The Daniels have bigged up the inventiveness of Swiss Army Man, claiming: “It’s sort of like a mash-up of a survival film, a buddy comedy, a rom-com… [and] a sort-of musical.” Try not to gag on that thought and ask yourself: is this the first fart-house movie?
HOW PLAUSIBLE IS THE CONCEPT OF SAILING THE SEAS ON THE ARSE-WIND OF A CORPSE YOU FOUND ON THE BEACH?
At one point, Hank slurps rainwater that has collected in Manny’s mouth, which – along with the diving rod and jet-ski engine contained within his pants – proves how versatile the body is. You could even call Manny a Swiss Army Man. Anyway, the point is that none of this sounds very plausible at all. And when you reach the stage where you realise not even Bear Grylls – a man who once sought shelter in the dead body of a beached seal when the camera crew filming him could have helped instead – would plumb these depths of depravity, you have crossed the line to actual madness.

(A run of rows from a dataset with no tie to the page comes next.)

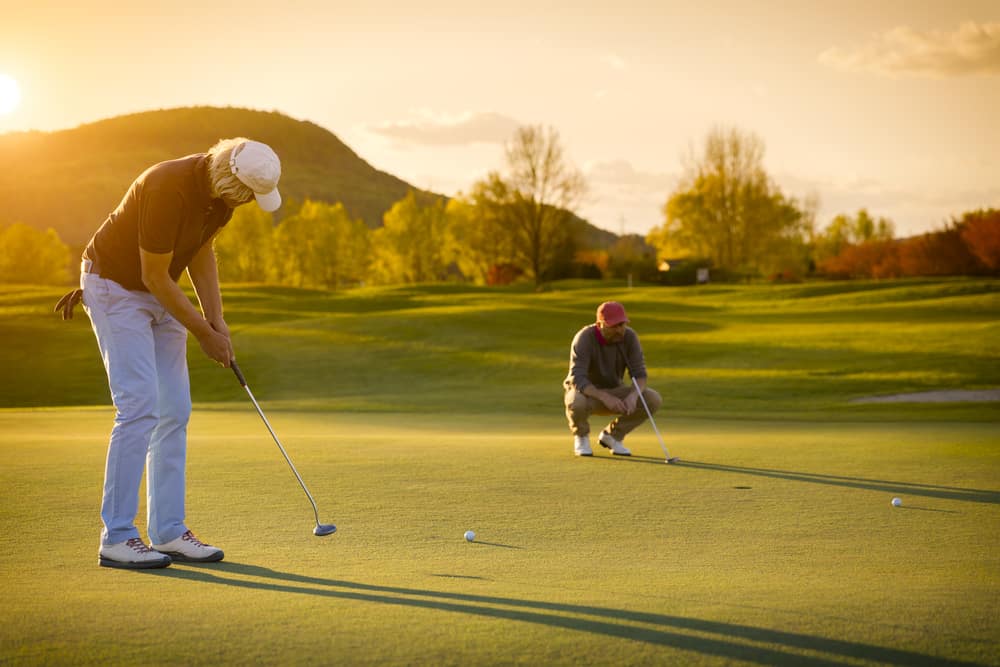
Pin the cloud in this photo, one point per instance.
(622, 175)
(913, 210)
(439, 130)
(971, 49)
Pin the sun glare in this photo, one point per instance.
(10, 94)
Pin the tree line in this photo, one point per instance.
(726, 214)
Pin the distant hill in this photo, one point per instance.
(71, 179)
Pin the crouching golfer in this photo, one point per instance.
(164, 225)
(599, 357)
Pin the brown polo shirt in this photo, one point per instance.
(168, 208)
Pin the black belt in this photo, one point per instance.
(88, 265)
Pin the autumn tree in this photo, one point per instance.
(245, 247)
(414, 245)
(534, 199)
(980, 230)
(320, 246)
(480, 224)
(728, 210)
(844, 231)
(28, 255)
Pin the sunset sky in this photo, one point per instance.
(889, 105)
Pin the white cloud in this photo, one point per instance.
(970, 49)
(621, 174)
(912, 210)
(484, 127)
(623, 199)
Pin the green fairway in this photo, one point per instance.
(417, 414)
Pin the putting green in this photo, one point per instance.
(773, 542)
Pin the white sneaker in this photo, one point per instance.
(131, 555)
(615, 446)
(189, 549)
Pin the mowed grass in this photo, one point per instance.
(417, 414)
(772, 543)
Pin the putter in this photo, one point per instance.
(642, 399)
(321, 529)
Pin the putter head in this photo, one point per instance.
(322, 529)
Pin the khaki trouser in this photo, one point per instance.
(579, 407)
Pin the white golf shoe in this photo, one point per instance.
(189, 549)
(131, 555)
(615, 446)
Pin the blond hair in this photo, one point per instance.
(220, 175)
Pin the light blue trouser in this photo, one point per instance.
(145, 354)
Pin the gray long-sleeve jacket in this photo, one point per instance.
(603, 366)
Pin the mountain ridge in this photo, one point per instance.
(69, 180)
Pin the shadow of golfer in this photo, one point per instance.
(884, 485)
(727, 640)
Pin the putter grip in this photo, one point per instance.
(238, 372)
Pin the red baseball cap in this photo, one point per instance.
(611, 313)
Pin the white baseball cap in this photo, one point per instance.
(258, 168)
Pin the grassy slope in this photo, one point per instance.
(415, 414)
(719, 351)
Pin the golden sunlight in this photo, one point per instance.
(10, 94)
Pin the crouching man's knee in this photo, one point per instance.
(653, 399)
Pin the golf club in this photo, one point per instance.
(663, 445)
(321, 529)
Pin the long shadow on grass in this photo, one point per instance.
(667, 631)
(887, 486)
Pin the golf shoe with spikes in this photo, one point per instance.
(189, 549)
(131, 554)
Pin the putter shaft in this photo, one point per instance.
(243, 383)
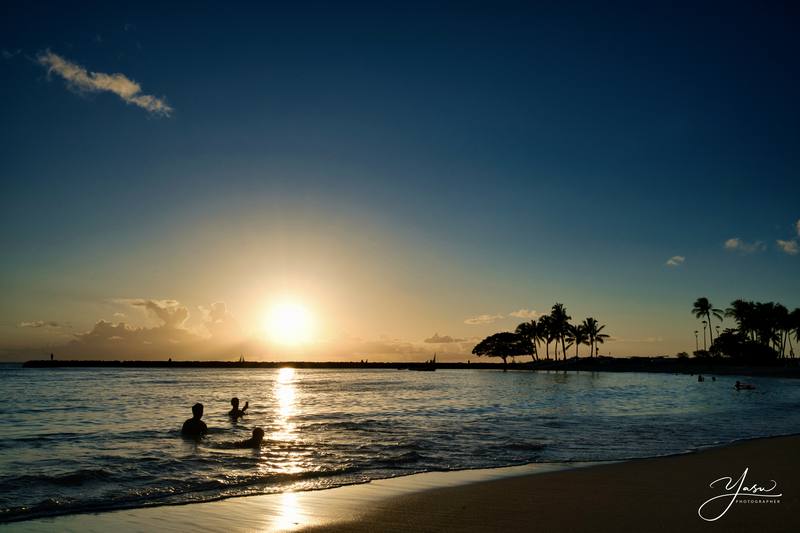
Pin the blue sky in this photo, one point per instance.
(399, 170)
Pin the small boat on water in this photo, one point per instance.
(427, 366)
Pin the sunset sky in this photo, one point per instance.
(411, 179)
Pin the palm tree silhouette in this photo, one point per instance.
(593, 331)
(703, 309)
(560, 324)
(545, 333)
(576, 334)
(530, 330)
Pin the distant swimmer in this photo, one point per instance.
(194, 427)
(235, 412)
(252, 442)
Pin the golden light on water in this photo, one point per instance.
(290, 462)
(289, 323)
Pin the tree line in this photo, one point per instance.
(554, 328)
(764, 330)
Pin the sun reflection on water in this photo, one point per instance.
(285, 433)
(291, 514)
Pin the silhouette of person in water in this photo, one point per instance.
(194, 427)
(236, 413)
(252, 442)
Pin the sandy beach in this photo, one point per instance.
(659, 494)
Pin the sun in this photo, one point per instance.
(289, 323)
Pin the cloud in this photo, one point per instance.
(170, 312)
(529, 314)
(219, 322)
(40, 324)
(446, 339)
(644, 339)
(676, 260)
(81, 80)
(483, 319)
(789, 247)
(8, 54)
(736, 244)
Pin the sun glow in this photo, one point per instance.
(289, 323)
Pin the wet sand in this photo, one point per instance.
(660, 494)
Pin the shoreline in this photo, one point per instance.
(391, 502)
(662, 365)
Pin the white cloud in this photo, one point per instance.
(736, 244)
(36, 324)
(483, 319)
(789, 247)
(442, 339)
(676, 260)
(81, 80)
(9, 54)
(529, 314)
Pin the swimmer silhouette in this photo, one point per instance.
(235, 412)
(252, 442)
(194, 427)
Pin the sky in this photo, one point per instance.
(412, 177)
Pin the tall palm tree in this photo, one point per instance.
(743, 313)
(599, 339)
(576, 334)
(704, 309)
(593, 331)
(529, 330)
(560, 324)
(545, 332)
(794, 321)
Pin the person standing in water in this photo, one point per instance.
(194, 427)
(252, 442)
(235, 413)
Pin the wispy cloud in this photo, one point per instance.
(81, 80)
(789, 247)
(442, 339)
(529, 314)
(676, 261)
(40, 324)
(736, 244)
(482, 319)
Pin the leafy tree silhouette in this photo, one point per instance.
(504, 345)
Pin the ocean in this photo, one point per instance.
(78, 440)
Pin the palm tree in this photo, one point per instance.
(743, 313)
(559, 324)
(599, 339)
(576, 334)
(530, 330)
(703, 309)
(794, 322)
(593, 332)
(545, 333)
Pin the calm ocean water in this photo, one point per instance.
(74, 440)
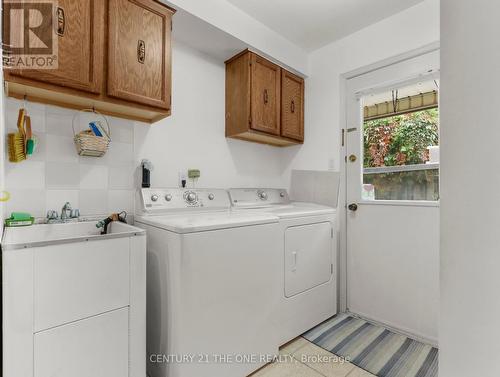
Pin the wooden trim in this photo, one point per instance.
(237, 56)
(301, 81)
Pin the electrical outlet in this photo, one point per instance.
(194, 173)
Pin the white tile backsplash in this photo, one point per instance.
(59, 124)
(56, 174)
(93, 177)
(121, 177)
(62, 175)
(26, 200)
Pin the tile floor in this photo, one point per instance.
(301, 358)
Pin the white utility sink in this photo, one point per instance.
(47, 234)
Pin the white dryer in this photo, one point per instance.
(212, 284)
(308, 250)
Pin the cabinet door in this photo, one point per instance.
(93, 347)
(265, 102)
(78, 280)
(80, 41)
(292, 106)
(139, 52)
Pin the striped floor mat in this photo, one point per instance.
(374, 348)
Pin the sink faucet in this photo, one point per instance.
(66, 212)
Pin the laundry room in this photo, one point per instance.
(233, 188)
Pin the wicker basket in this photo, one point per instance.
(86, 143)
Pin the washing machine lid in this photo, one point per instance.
(201, 222)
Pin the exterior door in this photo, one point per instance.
(80, 41)
(139, 52)
(266, 89)
(392, 245)
(292, 106)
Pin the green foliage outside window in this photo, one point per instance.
(400, 139)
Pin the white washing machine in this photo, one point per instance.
(212, 284)
(308, 251)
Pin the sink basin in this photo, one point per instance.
(47, 234)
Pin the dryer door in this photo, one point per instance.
(308, 257)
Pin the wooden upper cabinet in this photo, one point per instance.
(80, 40)
(139, 59)
(266, 88)
(292, 106)
(264, 102)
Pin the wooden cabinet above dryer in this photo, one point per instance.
(113, 56)
(264, 102)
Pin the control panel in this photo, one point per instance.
(257, 197)
(165, 199)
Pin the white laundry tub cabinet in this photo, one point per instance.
(74, 301)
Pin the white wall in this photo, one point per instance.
(194, 136)
(409, 30)
(470, 181)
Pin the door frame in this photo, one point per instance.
(342, 205)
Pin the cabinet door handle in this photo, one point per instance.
(141, 51)
(61, 21)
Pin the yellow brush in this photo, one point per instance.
(17, 141)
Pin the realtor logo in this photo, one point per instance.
(30, 30)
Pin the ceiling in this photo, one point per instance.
(315, 23)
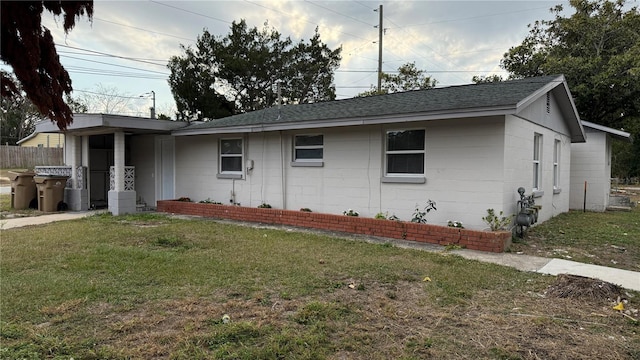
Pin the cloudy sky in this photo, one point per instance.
(128, 44)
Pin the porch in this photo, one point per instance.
(124, 164)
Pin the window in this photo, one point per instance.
(405, 151)
(556, 165)
(537, 171)
(308, 148)
(231, 156)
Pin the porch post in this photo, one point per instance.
(118, 161)
(77, 196)
(120, 200)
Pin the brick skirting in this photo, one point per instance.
(442, 235)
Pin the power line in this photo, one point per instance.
(339, 13)
(111, 55)
(109, 95)
(473, 17)
(190, 12)
(137, 28)
(307, 21)
(123, 66)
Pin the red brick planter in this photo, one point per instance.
(434, 234)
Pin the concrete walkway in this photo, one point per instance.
(624, 278)
(6, 224)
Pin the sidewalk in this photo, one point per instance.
(624, 278)
(43, 219)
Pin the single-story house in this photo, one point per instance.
(591, 167)
(468, 148)
(49, 140)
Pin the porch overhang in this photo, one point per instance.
(95, 124)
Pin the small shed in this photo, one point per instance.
(591, 167)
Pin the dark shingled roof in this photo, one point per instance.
(473, 96)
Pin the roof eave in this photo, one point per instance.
(108, 123)
(617, 134)
(567, 106)
(328, 123)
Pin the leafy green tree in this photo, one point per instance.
(409, 77)
(76, 105)
(28, 48)
(597, 48)
(18, 116)
(486, 79)
(239, 72)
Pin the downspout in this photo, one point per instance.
(282, 179)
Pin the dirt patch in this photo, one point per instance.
(572, 320)
(579, 287)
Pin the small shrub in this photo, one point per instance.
(420, 216)
(350, 212)
(385, 216)
(499, 222)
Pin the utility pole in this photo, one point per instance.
(380, 32)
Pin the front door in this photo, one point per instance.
(166, 179)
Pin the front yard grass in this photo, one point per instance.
(152, 286)
(609, 238)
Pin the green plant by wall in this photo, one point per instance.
(499, 222)
(385, 216)
(454, 223)
(350, 212)
(420, 216)
(209, 201)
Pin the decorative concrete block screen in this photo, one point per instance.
(442, 235)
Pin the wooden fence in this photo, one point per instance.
(17, 157)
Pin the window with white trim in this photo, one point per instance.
(405, 152)
(556, 164)
(308, 148)
(537, 169)
(231, 156)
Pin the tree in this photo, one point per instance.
(478, 79)
(29, 49)
(408, 78)
(239, 72)
(105, 99)
(76, 105)
(18, 116)
(597, 48)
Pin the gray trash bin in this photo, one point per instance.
(51, 192)
(23, 190)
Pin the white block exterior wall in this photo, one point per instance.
(470, 165)
(542, 117)
(591, 163)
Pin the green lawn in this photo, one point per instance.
(610, 238)
(151, 286)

AGAIN, HAS DANIEL RADCLIFFE THOUGHT THIS THROUGH?
The actor told The Hollywood Reporter: “It’s exciting, to be honest, using farts other than for comedy, like using them for plot and emotion.” Okay, Daniel, we know we called you the “Wizard Of Odd” and said you’re “Britain’s weirdest film star”, but you just described a fart as “exciting”. Are you okay? Is everything okay with you?
WILL THERE BE MORE WALK-OUTS FROM CINEMA SCREENINGS?
Oh yes, there have been walkouts. Walkouts have been reported at the Sundance Film Festival screening in Utah last week, with journalist Jeff Sneider tweeting: “Counted at least 30 walkouts within first 30 mins of the unwatchable SWISS ARMY MAN before I bailed myself at 40-minute mark. DO NOT SEE IT.” In the unlikely event the film finds widespread distribution, will it continue to cause such a stink?
COULD SWISS ARMY MAN BECOME A FUTURE CLASSIC?
The derision aimed at the movie has been loud and cheerful, but could the fullness of time sees the directors come up smelling of roses? Critics held their noses when reviewing movies Fight Club, Fear and Loathing in Las Vegas and The Shining, but all three later became cult classics. Could the same be said of Swiss Army Man? Could each blistering arse-parp be a rallying cry to a world not yet aware that it craves tales about involuntary bodily functions? Wake up and smell Dan Rad’s genius, people.